Mudanças climáticas: o presente anunciando o fim!

Hugo Andrade*, de Aracajú, SE

Nas últimas semanas diversos meios de comunicação têm promovido uma massificação de informações sobre desastres ambientais em diferentes locais do planeta. Chuvas descontroladas e enchentes na Alemanha e China; calor acima do comum em locais frios como Canadá; frentes frias com temperaturas baixas em regiões do nordeste brasileiro e neve no sul do Brasil, foram alguns eventos noticiados.

Esses eventos, à primeira vista, parecem ser isolados, mas estão mais interligados que a teia de aranha entre galhos de árvores. Todos esses acontecimentos são consequências dos efeitos das mudanças climáticas. As mesmas mudanças que vimos ou ouvimos falar em filmes como “Seremos história?” e “O amanhã é hoje”, tem comprovado que os desastres atuais não se tratam de premonições, mas comprovação de resultados científicos divulgados na imprensa e meios jornalísticos acadêmicos desde décadas passadas. 

Como se não bastassem os últimos noticiários trágicos, na última semana foi divulgado o mais recente relatório do Painel Intergovernamental sobre Mudanças Climáticas (IPCC- Intergovernmental Panel on Climate Change), o qual tem apontado que devido a interferência humana os níveis de aquecimento do planeta terra tem aumentado constantemente, principalmente nos últimos dois milênios.

Figura: Evidência do aquecimento global demonstrando o derretimento do gelo no Alaska. Foto registrado no século XX (esquerda) e século XXI (direita) sob mesmo ângulo. Adaptada do banco de imagens da NASA.
Aumento de temperatura global. Adaptada do IPCC (2021).

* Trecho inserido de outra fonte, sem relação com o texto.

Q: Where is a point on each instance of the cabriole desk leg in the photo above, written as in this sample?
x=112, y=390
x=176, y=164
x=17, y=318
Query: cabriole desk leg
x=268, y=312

E se não revertermos a situação em que nos encontramos, os diferentes cenários para o futuro demonstram que as temperaturas devem aumentar cada vez mais. “O inverno está vindo” (The winter is coming– GOT) troca cena pelo “O inverno chegou” (The winter is here). A realidade está posta, o mundo foi avisado, a ciência ignorada e continuamos despreparados para o caos que nos assola.

Figura: Aquecimento global em diferentes cenários futuros. Adaptada do IPCC (2021).

O relatório do IPCC é extremamente preocupante, pois o aumento de temperatura é suficiente para tornar o que hoje conhecemos como Caatinga, em uma área desertificada e com perda de biodiversidade e funcionalidade ecossistêmica. Não supreendentemente, essa transformação será irreversível! Além dessas evidências, acidificação dos oceanos, declínio dos gelos do mar, aumento do nível do mar e diminuição da cobertura de neve são realidades que tem preocupado, principalmente ao percebemos quão próximo estão grandes centros e capitais litorâneas. 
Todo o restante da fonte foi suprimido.